二是解决模型超过 2GB 的问题，解决的方案是模型分割！SD1.5 的 Unet 模型大小是 3.2GB 左右，那么我们只要在 “中间层” 切一刀，分成两个模型就可以了。（据说更高版本的 SD 的 Unet 甚至超过 10GB 呢… 唉，到时候再说吧~~）

下面介绍具体做法：
（1）修改源码 …/diffusers/models/unets/unet_2d_condition.py
在 UNet2DConditionModel 类中，将其自带的 forward 函数拷贝两份，一份更名为 forward_1，另一份更名为 forward_2。原来的 forward 也保留，以免影响 Unet 的原始功能。

在 forward_1 中，将输入参数 timestep 直接改为 t_emb 张量，并把下面给 t_emb 赋值的那一行注释掉。另外，forward_1 仅处理 Unet 的前半部分（down与mid），把 up 及之后的部分全部删除，然后直接 return 中间过渡变量 (sample, down_block_res_samples, emb)。

在 forward_2 中，删除输入参数 timestep，并在原位置插入两项参数：down_block_res_samples 和 emb，用于承接 forward_1 的过渡变量。

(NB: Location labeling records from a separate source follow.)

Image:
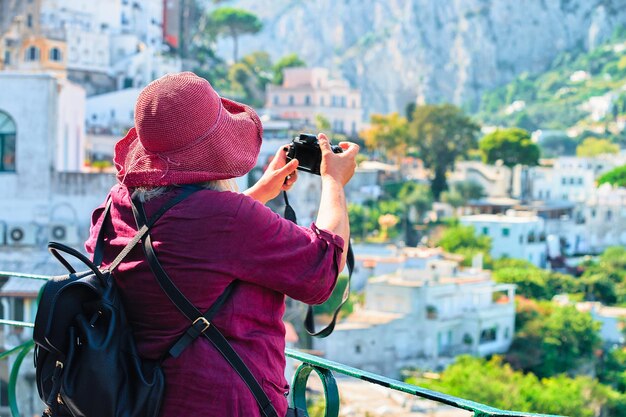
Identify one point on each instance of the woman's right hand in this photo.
(338, 166)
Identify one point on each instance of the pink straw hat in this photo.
(185, 133)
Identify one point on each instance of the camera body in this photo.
(306, 149)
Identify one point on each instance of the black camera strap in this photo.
(309, 321)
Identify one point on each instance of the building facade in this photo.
(309, 92)
(424, 315)
(519, 235)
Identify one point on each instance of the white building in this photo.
(102, 45)
(424, 315)
(308, 92)
(570, 178)
(519, 235)
(605, 218)
(494, 179)
(112, 113)
(45, 196)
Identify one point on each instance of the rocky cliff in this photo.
(399, 51)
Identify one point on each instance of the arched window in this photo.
(55, 55)
(7, 143)
(32, 54)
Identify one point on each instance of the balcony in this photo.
(309, 364)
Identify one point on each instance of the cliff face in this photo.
(397, 51)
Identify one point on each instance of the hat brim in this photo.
(229, 150)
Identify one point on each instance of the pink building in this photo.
(307, 92)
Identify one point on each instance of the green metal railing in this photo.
(310, 364)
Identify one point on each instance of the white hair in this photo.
(148, 193)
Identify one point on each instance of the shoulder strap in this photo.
(309, 321)
(99, 251)
(201, 324)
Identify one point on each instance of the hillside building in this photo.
(425, 314)
(519, 235)
(308, 92)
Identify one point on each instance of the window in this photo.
(7, 143)
(488, 335)
(55, 55)
(32, 54)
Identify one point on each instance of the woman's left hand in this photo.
(280, 175)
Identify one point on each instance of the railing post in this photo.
(15, 369)
(331, 394)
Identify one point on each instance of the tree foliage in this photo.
(496, 384)
(441, 134)
(605, 279)
(288, 61)
(511, 146)
(533, 282)
(594, 147)
(462, 240)
(552, 339)
(233, 22)
(387, 134)
(558, 145)
(615, 177)
(461, 192)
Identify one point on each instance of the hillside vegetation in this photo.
(563, 96)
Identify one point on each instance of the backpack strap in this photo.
(99, 251)
(201, 324)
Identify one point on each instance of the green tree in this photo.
(533, 282)
(511, 146)
(441, 135)
(558, 145)
(288, 61)
(553, 339)
(594, 147)
(233, 22)
(463, 240)
(494, 383)
(455, 239)
(462, 192)
(615, 177)
(387, 134)
(249, 77)
(605, 279)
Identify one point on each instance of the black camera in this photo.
(306, 150)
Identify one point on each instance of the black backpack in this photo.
(87, 364)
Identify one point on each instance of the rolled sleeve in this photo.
(301, 262)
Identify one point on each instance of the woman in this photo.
(186, 134)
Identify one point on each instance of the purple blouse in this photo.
(204, 243)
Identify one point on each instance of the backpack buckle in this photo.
(204, 321)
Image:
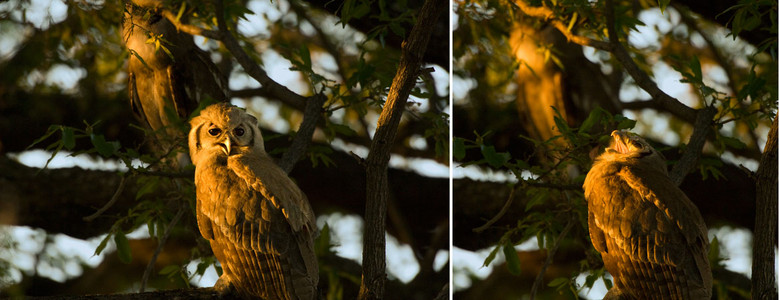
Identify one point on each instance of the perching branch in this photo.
(374, 264)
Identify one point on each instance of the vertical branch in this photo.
(763, 276)
(701, 118)
(374, 264)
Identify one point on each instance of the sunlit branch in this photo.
(542, 12)
(721, 61)
(191, 29)
(620, 53)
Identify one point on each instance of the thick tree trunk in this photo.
(377, 189)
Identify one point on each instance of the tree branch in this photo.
(763, 273)
(542, 12)
(305, 133)
(549, 257)
(160, 243)
(373, 277)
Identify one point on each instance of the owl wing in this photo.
(260, 253)
(263, 175)
(649, 232)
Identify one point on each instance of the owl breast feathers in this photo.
(259, 223)
(651, 236)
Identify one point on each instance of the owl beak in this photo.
(226, 146)
(620, 141)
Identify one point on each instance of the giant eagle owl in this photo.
(168, 75)
(259, 223)
(652, 238)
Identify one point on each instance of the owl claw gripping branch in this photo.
(258, 222)
(651, 236)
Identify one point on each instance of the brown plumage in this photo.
(175, 76)
(259, 223)
(652, 238)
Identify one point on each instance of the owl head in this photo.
(223, 130)
(628, 146)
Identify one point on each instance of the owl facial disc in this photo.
(625, 143)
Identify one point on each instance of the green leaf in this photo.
(491, 256)
(626, 124)
(539, 197)
(361, 10)
(663, 4)
(512, 259)
(562, 126)
(695, 66)
(169, 270)
(733, 142)
(149, 186)
(52, 129)
(68, 138)
(102, 245)
(594, 117)
(494, 159)
(123, 247)
(459, 148)
(105, 149)
(558, 281)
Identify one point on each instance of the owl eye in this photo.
(214, 131)
(636, 144)
(239, 131)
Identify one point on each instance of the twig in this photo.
(620, 53)
(374, 261)
(694, 148)
(641, 78)
(547, 14)
(251, 67)
(500, 214)
(306, 131)
(549, 256)
(111, 202)
(161, 243)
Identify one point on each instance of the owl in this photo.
(652, 238)
(259, 223)
(168, 75)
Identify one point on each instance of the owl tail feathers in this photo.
(615, 294)
(226, 288)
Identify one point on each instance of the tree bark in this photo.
(765, 237)
(374, 264)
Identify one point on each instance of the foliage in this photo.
(549, 173)
(87, 38)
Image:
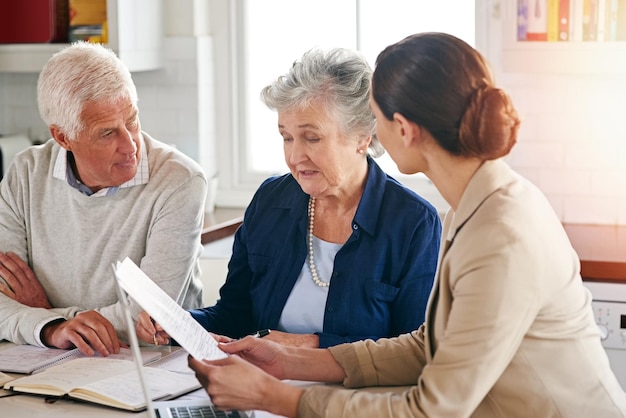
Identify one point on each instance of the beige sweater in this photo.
(70, 240)
(509, 327)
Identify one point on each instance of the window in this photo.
(263, 38)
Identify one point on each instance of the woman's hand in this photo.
(294, 340)
(261, 352)
(233, 383)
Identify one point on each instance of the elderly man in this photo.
(98, 191)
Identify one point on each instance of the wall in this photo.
(572, 140)
(175, 102)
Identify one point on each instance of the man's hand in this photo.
(21, 283)
(88, 331)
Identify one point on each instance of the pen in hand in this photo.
(156, 342)
(261, 333)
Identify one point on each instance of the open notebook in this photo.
(199, 407)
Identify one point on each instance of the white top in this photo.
(304, 311)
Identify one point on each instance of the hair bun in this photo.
(489, 126)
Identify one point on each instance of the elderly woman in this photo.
(509, 331)
(335, 251)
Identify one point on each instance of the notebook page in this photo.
(30, 358)
(177, 322)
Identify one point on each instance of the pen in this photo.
(261, 333)
(156, 342)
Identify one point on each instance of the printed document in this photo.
(176, 321)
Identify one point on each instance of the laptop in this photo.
(181, 408)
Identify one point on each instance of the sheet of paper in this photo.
(177, 322)
(4, 378)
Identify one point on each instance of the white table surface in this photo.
(35, 406)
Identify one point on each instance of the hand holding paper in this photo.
(177, 322)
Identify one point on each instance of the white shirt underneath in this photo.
(304, 310)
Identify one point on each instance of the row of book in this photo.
(571, 20)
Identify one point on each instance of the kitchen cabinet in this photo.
(562, 57)
(602, 251)
(135, 33)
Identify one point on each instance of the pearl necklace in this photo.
(312, 267)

forward_2 将继续 up 及之后的运算，up 之前的大多数代码都可以删除，但需要保留一些必要的常量。

forward_1 与 forward_2 代码如下：（基于 diffusers 0.34.0 版本）

    def forward_1(
        self,
        sample: torch.Tensor,
        t_emb: torch.Tensor,
        encoder_hidden_states: torch.Tensor,
        class_labels: Optional[torch.Tensor] = None,
        timestep_cond: Optional[torch.Tensor] = None,
        attention_mask: Optional[torch.Tensor] = None,
        cross_attention_kwargs: Optional[Dict[str, Any]] = None,
        added_cond_kwargs: Optional[Dict[str, torch.Tensor]] = None,
        down_block_additional_residuals: Optional[Tuple[torch.Tensor]] = None,
        mid_block_additional_residual: Optional[torch.Tensor] = None,
        down_intrablock_additional_residuals: Optional[Tuple[torch.Tensor]] = None,
        encoder_attention_mask: Optional[torch.Tensor] = None,
        return_dict: bool = True,
    ) -> Union[UNet2DConditionOutput, Tuple]:
        
        # By default samples have to be AT least a multiple of the overall upsampling factor.
        # The overall upsampling factor is equal to 2 ** (# num of upsampling layers).
        # However, the upsampling interpolation output size can be forced to fit any upsampling size
        # on the fly if necessary.
        default_overall_up_factor = 2**self.num_upsamplers

        # upsample size should be forwarded when sample is not a multiple of `default_overall_up_factor`
        forward_upsample_size = False
        upsample_size = None

        for dim in sample.shape[-2:]:
            if dim % default_overall_up_factor != 0:
                # Forward upsample size to force interpolation output size.
                forward_upsample_size = True
                break

        # ensure attention_mask is a bias, and give it a singleton query_tokens dimension
        # expects mask of shape:
        #   [batch, key_tokens]
        # adds singleton query_tokens dimension:
        #   [batch,                    1, key_tokens]
        # this helps to broadcast it as a bias over attention scores, which will be in one of the following shapes:
        #   [batch,  heads, query_tokens, key_tokens] (e.g. torch sdp attn)
        #   [batch * heads, query_tokens, key_tokens] (e.g. xformers or classic attn)
        if attention_mask is not None:
            # assume that mask is expressed as:
            #   (1 = keep,      0 = discard)
            # convert mask into a bias that can be added to attention scores:
            #       (keep = +0,     discard = -10000.0)
            attention_mask = (1 - attention_mask.to(sample.dtype)) * -10000.0
            attention_mask = attention_mask.unsqueeze(1)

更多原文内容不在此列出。